Can't keep up! Did the system time change, or is the server overloaded?
Solution 1:
If your players are moving quickly through new terrain so that the server has to create lots of new chunks this can happen. For example, one way to aggravate this issue is to get several players riding horses through previously unexplored territory.
The issue can be aggravated by having players that use client-side cheat mods that let them travel super fast. I have watched a Minecraft server crash because a player was running so fast through previously unexplored territory that the server started reporting being 10s of thousands of ticks behind.
One side effect of the server losing ticks: A player may break a block, only to see the block re-appear. I have played the game with a server console open and have noticed that when the server is lagging badly, sometimes I might have to dig the same block multiple times to actually get the block in my inventory.
In my case, I only had 3-6 players on the server at the time. The server is installed in a virtual machine, and I was able to reduce the occurrence of the problem by giving the virtual machine access to more processor cores.
Another mitigation technique is to convert the server to a Bukkit/Spigot server and use a mod called NoCheatPlus. It is able to prevent players from using client-side cheats that let them move faster than the game intends for them to move.
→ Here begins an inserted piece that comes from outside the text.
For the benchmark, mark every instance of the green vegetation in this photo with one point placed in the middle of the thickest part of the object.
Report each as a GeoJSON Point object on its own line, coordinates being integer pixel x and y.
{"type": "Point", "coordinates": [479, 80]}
I found it relatively easy to convert my server to a Spigot server and to import my existing world into it.
Though broken blocks re-appearing as if not broken is a specific symptom, from a better perspective, what appears to happen is that the client allows the player to perform some action and assumes the server will keep up, but then the game "rewinds" as if the action occurred during the lost ticks lost on the server. As a result, lost ticks can manifest in various other ways (i.e. a walking/running player may warp back to a point where they were previously located).
Solution 2:
Ok, so the server is just skipping ticks to catch up. This is not uncommon on personal computers. To get rid of this, you would have to get a better processor, or increase the amount of memory. You could also reduce the render distance that people on the server are using, allowing them to load fewer chunks.